Nigeria has almost doubled its voting rights in the African Development Bank to 16.8% before the lender’s annual meetings next week, as one of its own seeks re-election at the helm of the lender after being cleared of allegations of wrongdoing.
Africa’s most populous nation became the biggest rights holder by far, followed by so called non-regional members Germany with 7.4% and the U.S. with 5.5%, according to a memorandum sent to governors on Aug. 20 that was seen by Bloomberg. Nigeria boosted its voting power by paying subscriptions it had pledged as part of a general capital before the January deadline.
The move may allow Nigeria to help keep Akinwumi Adesina in the presidency for another five-year term when the vote takes place on Aug. 27. Unlike in 2015 when he faced off against Chadian Finance Minister Kordje Bedoumra and Cape Verde’s Agriculture Minister Cristina Duarte, this time he is the sole candidate.

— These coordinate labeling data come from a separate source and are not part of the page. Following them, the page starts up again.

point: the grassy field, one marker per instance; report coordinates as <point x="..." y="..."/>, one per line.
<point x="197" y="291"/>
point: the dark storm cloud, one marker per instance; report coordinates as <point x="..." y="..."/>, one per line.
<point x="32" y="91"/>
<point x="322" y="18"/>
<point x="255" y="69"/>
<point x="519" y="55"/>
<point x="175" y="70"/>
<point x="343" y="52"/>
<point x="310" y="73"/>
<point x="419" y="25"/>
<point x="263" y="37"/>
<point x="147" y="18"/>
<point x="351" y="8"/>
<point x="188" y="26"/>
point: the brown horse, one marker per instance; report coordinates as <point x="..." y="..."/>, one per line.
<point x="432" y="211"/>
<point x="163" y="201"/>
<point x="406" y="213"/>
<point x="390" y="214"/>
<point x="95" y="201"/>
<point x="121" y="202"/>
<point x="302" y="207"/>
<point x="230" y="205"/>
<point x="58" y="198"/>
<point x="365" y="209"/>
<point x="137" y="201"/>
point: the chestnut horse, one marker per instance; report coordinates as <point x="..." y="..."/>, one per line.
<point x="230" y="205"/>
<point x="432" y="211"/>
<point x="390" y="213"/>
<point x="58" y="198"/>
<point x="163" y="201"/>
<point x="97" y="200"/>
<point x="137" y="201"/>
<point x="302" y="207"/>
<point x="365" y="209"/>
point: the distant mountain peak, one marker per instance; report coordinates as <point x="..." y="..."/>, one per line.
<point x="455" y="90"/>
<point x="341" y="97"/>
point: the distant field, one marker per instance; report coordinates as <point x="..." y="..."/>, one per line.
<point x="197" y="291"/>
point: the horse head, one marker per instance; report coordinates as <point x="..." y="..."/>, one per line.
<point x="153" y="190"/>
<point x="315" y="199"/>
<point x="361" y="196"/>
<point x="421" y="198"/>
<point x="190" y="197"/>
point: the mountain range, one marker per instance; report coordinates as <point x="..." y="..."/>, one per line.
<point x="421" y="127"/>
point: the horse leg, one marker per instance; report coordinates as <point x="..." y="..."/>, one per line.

The annual meetings will take place virtually between Aug. 25 and 27 after they were postponed in May because of the spread of the coronavirus.
“The format of the meetings has been adapted to consider the physical constraints imposed by the COVID-19 pandemic,” it said on it website.
Last month, an independent panel backed an African Development Bank probe that found no evidence of wrongdoing by Adesina, 60, in his bid to seek re-election as head of the continent’s biggest multilateral lender. The decisions was also a rebuff to U.S. Treasury Secretary Steven Mnuchin, whose rejection of the the institution’s ethics committee’s original report led to the review. The probe was initiated after unidentified whistleblowers accused Adesina of handing contracts to acquaintances and appointing relatives to strategic positions at the Abidjan-based lender.
The AfDB is Africa’s biggest multilateral bank. In March, the lender issued a $3 billion social bond to help African countries deal with the fallout from the pandemic. The bank also launched a $10 billion crisis-response facility for African nations. Its shareholders include 54 nations on the African continent and 27 countries in the Americas, Europe, Middle East and Asia.